2. O ordenamento jurídico, em matéria contratual, vige o princípio da autonomia da vontade atrelado ao pacta sunt servanda, o que impede a revisão contratual pelo Poder Judiciário quando inexiste descumprimento ou ilegalidade nas cláusulas avençadas.
3. A cédula de crédito bancário consiste em título executivo extrajudicial e representa dívida em dinheiro, certa, líquida e exigível, seja pela soma nela indicada, seja pelo saldo devedor demonstrado em planilha de cálculo, ou nos extratos da conta corrente, elaborados conforme previsto no § 2º do referido dispositivo, nos termos do art. 28 da lei 10.931/2004. Precedente: TRF2, 5ª Turma Especializada, AC 5001079-90.2024.4.02.5109, Rel. Des. Fed. RICARDO PERLINGEIRO, DJe 23.05.2025.
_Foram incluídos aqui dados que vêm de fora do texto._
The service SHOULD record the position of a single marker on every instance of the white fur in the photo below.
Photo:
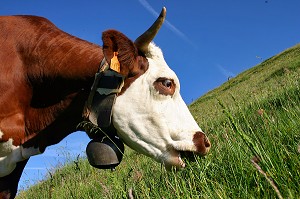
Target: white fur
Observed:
(151, 123)
(10, 155)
4. O Superior Tribunal de Justiça, em sede de julgamento de recurso repetitivo, submetido ao regime do art. 1036 CPC/15, nos termos do acórdão proferido nos autos do REsp 1291575, consolidou o entendimento no sentido de que "a Cédula de Crédito Bancário é título executivo extrajudicial, representativo de operações de crédito de qualquer natureza, circunstância que autoriza sua emissão para documentar a abertura de crédito em conta corrente, nas modalidades de crédito rotativo ou cheque especial. O título de crédito deve vir acompanhado de claro demonstrativo acerca dos valores utilizados pelo cliente, trazendo o diploma legal, de maneira taxativa, a relação de exigências que o credor deverá cumprir, de modo a conferir liquidez e exequibilidade à Cédula" (STJ, 2ª Seção, REsp 1291575, Rel. Min. LUIS FELIPE SALOMÃO, DJe 2.9.2013).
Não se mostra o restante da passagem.